I typically do my development or hacking in a Linux virtual machine on my mac (using VMware Fusion), but some applications require a native Linux install to behave nominally.
Things like running bluetooth sniffers or injecting bluetooth packets with the Ubertooth One on a VM caused USB throughput issues and request timeouts (which I experienced when first setting up my Ubertooth).
Rather than run a separate laptop for these applications, I’ve decided to partition my Mac’s hard drive and dual boot OSX and Kali Linux. Kali’s website has documentation on this process here.
The first step in getting Kali installed is to prep your USB thumb drive. It needs to be at least 4GB formatted with a FAT partition.
Take note of Device name (disks in my case).
You really need to back everything up before doing this. Seriously. Back it up.
Next we need to turn our USB flash drive into an actual bootable USB Kali drive.
diskutil unmountDisk /dev/disc2 sudo dd if=kali-linux-2017.1-amd64.iso of=/dev/disk2 bs=1m
When it’s done, you should see something like this:
2664+1 records in 2664+1 records out 2794307584 bytes transferred in 2181.167580 secs (1281106 bytes/sec)
If you are unable to unmount the disk, you can try using the Disk Utility GUI instead.
If you are getting this error:
dd: /dev/disc2: Operation not permitted
Reboot your mac and press ⌘+R when booting up.
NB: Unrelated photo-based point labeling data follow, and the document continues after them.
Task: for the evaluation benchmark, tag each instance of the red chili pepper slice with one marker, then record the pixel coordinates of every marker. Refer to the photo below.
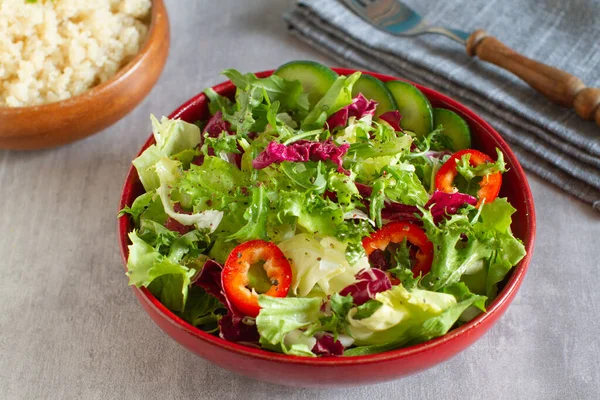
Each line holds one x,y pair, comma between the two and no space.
489,187
396,232
235,274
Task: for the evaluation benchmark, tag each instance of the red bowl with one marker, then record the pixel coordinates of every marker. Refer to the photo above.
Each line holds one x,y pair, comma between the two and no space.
346,371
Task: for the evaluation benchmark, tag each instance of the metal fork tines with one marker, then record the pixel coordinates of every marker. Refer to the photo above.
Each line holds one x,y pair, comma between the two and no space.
397,18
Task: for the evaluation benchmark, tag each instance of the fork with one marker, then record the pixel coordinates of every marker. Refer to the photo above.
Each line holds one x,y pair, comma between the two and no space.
560,87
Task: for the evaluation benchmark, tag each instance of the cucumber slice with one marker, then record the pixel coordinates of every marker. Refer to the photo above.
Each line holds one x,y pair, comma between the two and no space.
373,89
316,78
413,106
454,127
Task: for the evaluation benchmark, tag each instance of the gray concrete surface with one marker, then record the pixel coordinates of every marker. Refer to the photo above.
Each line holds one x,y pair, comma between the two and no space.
70,328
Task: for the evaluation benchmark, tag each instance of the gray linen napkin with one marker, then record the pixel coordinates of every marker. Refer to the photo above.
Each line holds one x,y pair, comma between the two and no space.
549,140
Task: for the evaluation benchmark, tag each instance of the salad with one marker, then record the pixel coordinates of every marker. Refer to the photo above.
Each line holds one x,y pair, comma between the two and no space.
320,215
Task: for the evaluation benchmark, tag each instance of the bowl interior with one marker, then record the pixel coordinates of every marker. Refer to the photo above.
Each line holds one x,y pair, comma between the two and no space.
485,138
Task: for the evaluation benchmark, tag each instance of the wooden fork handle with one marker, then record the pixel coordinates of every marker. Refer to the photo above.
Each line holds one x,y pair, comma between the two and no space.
558,86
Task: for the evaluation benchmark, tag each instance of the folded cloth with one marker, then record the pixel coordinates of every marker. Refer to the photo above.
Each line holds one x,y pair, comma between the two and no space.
549,140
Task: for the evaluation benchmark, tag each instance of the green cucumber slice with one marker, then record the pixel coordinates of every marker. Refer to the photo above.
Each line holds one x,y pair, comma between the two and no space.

Then go into Utilities > Terminal and type the following commands:
csrutil disable reboot
Re-enable SIP once you complete the USB creation process.
rEFInd allows us to use OSX’s bootloader to choose which OS to boot into, which makes for a convenient, clean install.
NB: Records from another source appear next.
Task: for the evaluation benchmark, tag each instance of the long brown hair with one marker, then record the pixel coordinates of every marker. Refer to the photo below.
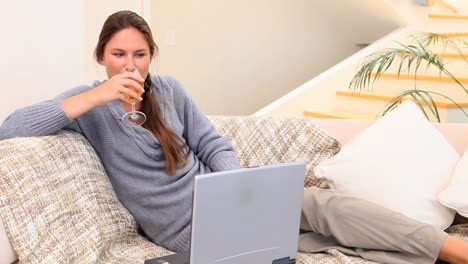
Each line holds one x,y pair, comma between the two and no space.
173,147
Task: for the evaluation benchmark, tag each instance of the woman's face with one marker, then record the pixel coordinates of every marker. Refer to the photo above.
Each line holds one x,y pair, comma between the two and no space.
125,51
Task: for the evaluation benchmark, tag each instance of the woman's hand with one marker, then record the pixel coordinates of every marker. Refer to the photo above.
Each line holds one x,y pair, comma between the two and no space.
116,87
112,89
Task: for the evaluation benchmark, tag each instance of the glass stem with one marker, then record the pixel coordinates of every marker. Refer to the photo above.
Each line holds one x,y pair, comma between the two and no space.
133,105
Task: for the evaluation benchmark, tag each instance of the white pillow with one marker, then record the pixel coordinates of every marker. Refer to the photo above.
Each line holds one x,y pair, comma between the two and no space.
455,196
400,162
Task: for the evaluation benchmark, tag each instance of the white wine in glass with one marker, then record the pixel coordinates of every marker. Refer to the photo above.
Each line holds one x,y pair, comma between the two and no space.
134,117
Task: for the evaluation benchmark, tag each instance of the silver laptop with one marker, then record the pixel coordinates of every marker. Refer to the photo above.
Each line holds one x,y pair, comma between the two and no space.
248,215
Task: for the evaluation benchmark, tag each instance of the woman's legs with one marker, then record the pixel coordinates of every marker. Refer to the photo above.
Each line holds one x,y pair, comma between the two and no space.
370,230
454,250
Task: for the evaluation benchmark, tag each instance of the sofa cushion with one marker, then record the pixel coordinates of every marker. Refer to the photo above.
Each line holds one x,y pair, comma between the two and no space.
58,205
268,140
454,196
400,162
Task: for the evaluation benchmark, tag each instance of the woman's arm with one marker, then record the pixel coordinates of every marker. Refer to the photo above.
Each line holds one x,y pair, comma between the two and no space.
48,117
202,138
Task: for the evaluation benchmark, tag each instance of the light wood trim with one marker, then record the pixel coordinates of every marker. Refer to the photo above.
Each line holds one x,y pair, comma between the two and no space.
446,55
455,34
338,115
420,77
447,5
447,16
388,98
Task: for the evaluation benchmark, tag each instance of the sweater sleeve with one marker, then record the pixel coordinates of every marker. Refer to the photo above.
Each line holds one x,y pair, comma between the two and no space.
211,148
40,119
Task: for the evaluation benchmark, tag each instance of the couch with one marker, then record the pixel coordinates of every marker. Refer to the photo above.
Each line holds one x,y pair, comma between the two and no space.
57,205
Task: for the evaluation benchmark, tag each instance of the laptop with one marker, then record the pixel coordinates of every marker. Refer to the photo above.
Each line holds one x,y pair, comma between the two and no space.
248,215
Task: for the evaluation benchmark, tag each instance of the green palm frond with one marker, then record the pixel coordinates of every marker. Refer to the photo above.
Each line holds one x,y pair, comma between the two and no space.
410,55
424,101
410,59
441,40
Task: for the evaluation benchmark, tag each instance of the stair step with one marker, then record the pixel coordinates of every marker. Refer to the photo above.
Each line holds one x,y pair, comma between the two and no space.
446,5
448,55
434,78
454,34
395,86
338,115
441,102
447,16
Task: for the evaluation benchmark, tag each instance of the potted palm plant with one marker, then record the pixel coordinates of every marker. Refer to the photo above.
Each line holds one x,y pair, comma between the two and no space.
410,58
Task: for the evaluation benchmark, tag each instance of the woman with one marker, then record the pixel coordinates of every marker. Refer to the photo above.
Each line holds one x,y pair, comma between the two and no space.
152,167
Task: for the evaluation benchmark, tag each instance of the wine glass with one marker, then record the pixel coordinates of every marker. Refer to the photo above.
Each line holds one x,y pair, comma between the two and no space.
134,118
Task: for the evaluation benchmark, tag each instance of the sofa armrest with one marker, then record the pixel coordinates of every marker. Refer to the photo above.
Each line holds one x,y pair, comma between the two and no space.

curl -s -L http://sourceforge.net/projects/refind/files/0.10.8/refind-bin-0.10.8.zip -o refind.zip
unzip -q refind.zip
Reboot into __ by restarting and holding “Option” key.
Select the “Windows” option and continue to install Kali to the new Kali partition you created earlier. You may need to split it up into a swap and root partition if the Guided Partition option doesn’t work.
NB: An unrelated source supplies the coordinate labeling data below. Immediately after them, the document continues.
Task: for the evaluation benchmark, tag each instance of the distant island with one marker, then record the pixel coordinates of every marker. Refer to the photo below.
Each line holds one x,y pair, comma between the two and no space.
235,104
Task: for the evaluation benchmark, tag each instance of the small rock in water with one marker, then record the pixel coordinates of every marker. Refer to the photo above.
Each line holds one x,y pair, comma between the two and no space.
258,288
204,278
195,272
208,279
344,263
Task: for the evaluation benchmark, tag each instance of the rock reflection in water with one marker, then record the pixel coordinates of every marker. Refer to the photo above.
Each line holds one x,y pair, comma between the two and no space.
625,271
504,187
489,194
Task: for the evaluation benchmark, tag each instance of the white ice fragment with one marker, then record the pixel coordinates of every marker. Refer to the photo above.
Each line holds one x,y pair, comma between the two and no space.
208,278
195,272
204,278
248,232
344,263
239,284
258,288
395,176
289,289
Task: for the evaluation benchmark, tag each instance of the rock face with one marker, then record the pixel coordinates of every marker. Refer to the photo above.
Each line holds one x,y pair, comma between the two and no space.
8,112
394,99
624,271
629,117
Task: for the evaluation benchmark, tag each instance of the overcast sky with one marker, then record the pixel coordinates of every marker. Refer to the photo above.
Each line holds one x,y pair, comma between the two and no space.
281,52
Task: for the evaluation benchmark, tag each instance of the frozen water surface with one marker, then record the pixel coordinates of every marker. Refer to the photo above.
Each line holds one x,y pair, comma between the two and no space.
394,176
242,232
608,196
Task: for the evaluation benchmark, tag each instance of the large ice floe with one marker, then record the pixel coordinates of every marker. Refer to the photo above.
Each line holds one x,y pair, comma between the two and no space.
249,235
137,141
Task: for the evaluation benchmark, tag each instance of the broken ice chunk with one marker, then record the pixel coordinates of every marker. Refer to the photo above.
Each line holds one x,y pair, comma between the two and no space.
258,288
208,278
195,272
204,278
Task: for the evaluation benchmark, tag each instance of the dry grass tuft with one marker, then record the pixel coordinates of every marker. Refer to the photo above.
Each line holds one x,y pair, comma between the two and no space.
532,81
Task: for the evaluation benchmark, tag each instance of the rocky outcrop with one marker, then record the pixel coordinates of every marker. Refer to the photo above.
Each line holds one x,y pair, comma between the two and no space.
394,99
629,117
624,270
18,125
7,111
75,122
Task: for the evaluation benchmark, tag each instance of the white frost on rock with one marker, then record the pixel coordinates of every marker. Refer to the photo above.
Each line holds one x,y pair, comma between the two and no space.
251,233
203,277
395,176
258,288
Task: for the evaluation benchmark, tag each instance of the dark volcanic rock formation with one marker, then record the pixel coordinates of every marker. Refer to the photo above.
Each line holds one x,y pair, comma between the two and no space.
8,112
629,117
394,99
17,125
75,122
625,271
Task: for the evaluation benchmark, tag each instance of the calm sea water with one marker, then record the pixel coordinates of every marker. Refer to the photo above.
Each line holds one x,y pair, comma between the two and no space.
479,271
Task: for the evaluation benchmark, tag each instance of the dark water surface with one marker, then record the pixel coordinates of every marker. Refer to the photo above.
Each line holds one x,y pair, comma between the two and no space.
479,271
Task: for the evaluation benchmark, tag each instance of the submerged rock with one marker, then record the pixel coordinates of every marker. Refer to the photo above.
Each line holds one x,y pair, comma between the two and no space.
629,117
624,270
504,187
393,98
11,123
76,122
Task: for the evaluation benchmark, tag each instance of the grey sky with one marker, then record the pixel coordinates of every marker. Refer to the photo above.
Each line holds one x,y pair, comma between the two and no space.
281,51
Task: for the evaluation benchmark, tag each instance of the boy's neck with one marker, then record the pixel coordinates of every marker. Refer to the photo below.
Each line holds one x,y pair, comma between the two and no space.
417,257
Don’t install the GRUB bootloader. The Kali installer may not recognize the OSX install, and the GRUB bootloader will make OSX unbootable (although this can be undone). You will use Refind as your bootloader.
Configure Network Card
Now you can boot into both OSX and Kali, but depending on which Mac you’re using, you probably ran into problems configuring the network card on the Kali install (specifically if your Mac is using the Broadcom BCM4360 network card).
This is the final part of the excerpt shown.